Every candidate for a county ought to be possessed of an estate of 600l. per annum; and every candidate for a city, or corporation, of 300l. per annum.
The Lord Chancellor, or keeper for the time being, is always Speaker in the House of Peers; but the Commons elect their Speaker, who must be approved by the King.
No Roman Catholic can sit in either house; nor any member vote till he has taken the oaths to the government.
The ancient STATE of ENGLAND.
Having thus given our young readers a transient idea of the present state of South-Britain; we shall now proceed to give a succinct account of the ancient state of England, which, in regard to its constitution, was originally a monarchy, under the primitive Britons; after that, a province, subordinate to the Romans; then an heptarchical government under the Saxons; then again a kingdom in subjection to the Danes; next after them, under the power and dominion of the Normans; but at present, (after all the before-mentioned revolutions,) a monarchy again under the English; of all which we shall treat, as briefly as possible, in their proper order.

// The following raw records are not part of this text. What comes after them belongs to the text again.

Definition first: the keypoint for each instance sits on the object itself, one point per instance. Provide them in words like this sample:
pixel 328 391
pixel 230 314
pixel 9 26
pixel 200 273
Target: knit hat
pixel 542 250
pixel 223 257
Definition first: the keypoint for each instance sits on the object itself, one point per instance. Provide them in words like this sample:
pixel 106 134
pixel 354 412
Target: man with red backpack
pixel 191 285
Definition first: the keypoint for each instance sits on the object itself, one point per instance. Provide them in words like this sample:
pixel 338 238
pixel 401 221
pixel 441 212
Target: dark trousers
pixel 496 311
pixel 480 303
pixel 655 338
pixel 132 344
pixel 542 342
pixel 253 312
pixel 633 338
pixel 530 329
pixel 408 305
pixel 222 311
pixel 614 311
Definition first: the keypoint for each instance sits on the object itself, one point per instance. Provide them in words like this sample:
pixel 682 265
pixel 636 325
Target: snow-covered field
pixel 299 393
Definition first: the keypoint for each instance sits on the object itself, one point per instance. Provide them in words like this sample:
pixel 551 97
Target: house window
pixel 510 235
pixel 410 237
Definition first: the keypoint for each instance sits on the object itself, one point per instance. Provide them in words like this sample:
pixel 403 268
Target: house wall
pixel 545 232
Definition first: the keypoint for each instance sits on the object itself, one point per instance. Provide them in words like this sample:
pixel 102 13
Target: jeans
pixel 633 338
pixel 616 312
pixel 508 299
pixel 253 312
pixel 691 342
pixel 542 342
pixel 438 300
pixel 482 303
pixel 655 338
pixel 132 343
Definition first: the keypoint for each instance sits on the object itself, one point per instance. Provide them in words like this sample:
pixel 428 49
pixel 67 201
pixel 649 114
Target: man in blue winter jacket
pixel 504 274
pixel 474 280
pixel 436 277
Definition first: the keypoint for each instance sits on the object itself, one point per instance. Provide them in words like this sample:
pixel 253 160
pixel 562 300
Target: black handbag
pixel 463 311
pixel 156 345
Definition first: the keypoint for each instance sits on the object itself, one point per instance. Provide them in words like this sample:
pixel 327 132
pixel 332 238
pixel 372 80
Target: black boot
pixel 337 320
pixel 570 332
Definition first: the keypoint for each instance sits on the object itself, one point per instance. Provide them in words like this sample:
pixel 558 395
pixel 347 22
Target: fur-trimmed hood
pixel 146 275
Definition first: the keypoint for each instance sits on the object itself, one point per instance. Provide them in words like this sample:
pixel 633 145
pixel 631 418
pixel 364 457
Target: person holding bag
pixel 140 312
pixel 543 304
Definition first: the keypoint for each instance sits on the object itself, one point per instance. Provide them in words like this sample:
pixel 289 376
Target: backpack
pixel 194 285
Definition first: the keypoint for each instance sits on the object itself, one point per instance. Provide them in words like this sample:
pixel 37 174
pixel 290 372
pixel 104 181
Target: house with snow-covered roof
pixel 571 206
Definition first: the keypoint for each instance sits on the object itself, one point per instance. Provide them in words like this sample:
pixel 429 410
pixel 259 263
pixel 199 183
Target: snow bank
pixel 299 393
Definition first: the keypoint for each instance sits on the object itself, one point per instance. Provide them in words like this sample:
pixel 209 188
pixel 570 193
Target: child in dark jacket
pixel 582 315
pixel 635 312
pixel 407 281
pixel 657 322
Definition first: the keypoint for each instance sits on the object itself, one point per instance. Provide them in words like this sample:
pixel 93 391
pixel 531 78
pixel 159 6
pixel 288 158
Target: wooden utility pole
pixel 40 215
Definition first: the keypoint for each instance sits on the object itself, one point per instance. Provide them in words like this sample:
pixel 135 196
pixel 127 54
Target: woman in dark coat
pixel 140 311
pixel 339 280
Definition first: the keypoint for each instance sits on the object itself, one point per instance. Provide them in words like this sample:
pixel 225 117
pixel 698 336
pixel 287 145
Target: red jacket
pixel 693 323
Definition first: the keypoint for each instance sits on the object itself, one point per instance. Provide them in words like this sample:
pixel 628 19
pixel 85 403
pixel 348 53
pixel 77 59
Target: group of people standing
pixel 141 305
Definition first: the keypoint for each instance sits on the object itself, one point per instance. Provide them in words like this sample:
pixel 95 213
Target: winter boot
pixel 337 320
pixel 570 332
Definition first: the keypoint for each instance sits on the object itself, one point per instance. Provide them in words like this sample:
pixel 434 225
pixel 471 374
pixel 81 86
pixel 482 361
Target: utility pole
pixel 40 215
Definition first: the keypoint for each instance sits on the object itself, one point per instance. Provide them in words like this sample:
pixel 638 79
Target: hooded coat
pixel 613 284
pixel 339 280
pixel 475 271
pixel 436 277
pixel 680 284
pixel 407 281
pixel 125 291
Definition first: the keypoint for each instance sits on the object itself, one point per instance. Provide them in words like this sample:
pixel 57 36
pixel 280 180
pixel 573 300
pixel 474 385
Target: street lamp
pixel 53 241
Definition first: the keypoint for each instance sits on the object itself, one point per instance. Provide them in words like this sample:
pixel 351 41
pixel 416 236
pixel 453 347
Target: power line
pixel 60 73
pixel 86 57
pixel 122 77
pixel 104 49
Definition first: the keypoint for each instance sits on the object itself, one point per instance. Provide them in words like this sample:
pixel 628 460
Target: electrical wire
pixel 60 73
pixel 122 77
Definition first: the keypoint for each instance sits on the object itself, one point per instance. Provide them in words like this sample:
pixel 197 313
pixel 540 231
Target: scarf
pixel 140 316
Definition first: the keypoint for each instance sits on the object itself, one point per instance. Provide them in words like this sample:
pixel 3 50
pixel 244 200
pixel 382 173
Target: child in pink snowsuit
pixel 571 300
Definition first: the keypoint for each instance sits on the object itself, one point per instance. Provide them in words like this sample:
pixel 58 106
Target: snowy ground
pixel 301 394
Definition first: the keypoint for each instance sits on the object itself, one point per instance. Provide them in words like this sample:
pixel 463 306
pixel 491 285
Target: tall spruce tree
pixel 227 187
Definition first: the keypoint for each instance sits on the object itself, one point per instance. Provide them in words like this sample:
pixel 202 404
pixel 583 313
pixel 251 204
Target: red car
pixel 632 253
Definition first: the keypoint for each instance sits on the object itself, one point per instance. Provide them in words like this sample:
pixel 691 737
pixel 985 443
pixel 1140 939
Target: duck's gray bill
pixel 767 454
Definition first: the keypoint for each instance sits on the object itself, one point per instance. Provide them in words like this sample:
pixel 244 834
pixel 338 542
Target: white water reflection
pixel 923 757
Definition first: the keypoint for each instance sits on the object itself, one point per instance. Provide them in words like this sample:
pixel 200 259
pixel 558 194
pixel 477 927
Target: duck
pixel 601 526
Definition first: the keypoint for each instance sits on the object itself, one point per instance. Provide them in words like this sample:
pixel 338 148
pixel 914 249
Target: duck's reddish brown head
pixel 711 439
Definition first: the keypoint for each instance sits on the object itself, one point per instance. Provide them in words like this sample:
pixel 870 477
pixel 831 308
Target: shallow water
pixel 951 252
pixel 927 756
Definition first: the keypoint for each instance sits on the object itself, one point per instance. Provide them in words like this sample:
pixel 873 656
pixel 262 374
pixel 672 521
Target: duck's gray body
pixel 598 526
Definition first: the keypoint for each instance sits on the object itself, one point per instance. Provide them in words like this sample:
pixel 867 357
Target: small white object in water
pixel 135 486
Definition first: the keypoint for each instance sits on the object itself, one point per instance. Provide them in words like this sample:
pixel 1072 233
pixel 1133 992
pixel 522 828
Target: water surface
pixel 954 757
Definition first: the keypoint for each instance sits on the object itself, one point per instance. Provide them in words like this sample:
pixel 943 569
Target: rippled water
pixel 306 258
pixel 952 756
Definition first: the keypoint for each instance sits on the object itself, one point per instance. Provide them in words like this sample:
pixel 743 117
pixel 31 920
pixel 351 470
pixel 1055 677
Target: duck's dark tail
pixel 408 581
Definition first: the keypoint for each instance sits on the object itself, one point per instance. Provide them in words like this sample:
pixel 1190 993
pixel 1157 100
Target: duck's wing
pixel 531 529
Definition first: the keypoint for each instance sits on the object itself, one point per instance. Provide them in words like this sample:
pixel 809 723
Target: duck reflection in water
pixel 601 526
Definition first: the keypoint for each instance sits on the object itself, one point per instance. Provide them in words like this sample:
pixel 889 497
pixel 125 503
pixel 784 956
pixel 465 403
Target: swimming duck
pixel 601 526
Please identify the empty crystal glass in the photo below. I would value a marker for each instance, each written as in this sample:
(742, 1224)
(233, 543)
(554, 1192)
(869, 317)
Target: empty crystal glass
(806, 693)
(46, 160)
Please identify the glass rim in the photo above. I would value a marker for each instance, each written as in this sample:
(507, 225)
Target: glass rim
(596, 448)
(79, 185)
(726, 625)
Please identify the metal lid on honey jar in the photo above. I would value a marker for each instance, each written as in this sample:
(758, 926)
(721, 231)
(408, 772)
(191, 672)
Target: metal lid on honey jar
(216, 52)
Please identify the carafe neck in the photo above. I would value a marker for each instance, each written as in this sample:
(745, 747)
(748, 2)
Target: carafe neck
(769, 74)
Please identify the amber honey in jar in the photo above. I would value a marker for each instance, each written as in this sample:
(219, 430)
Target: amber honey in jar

The whole island was anciently called Albion, which seems to have been softened from the word Alpion; because the word Alp, in some of the original western languages, generally signifies high lands, or hills, as this isle appears to those who approach it from the Continent. It was likewise called Olbion, which, in the Greek language, signifies happy; but of those times there is no certainty in history, more than that it had the denomination, and was very little known by the rest of the world.
As the name of Britain, however, excepting that of Albion, or Olbion, just before mentioned, has been liable to as many derivations as the origin of the Britons; we shall content ourselves (for brevity's sake) with the following extract from Camden, who has given (in our humble opinion at least) the best and most natural derivation of the term.
"The ancient Britons (says he) painted their naked bodies and small shields with woad of an azure-blue colour, which by them was called Brith; on this account the inhabitants received the common appellation from the strangers who came into the island to traffic from the coasts of Gaul, or Germany; to which the Greeks, by adding the word tania, or country, formed the word Britannia, or the country of the painted men, and the Romans afterwards called it Britannia."
Here it may be observed, that the Romans were extremely fond of giving their own terminations to many uncivilized countries, and of forming easy and pleasant sounds out of the harshest and most offensive, to such elegant tongues and ears as their own.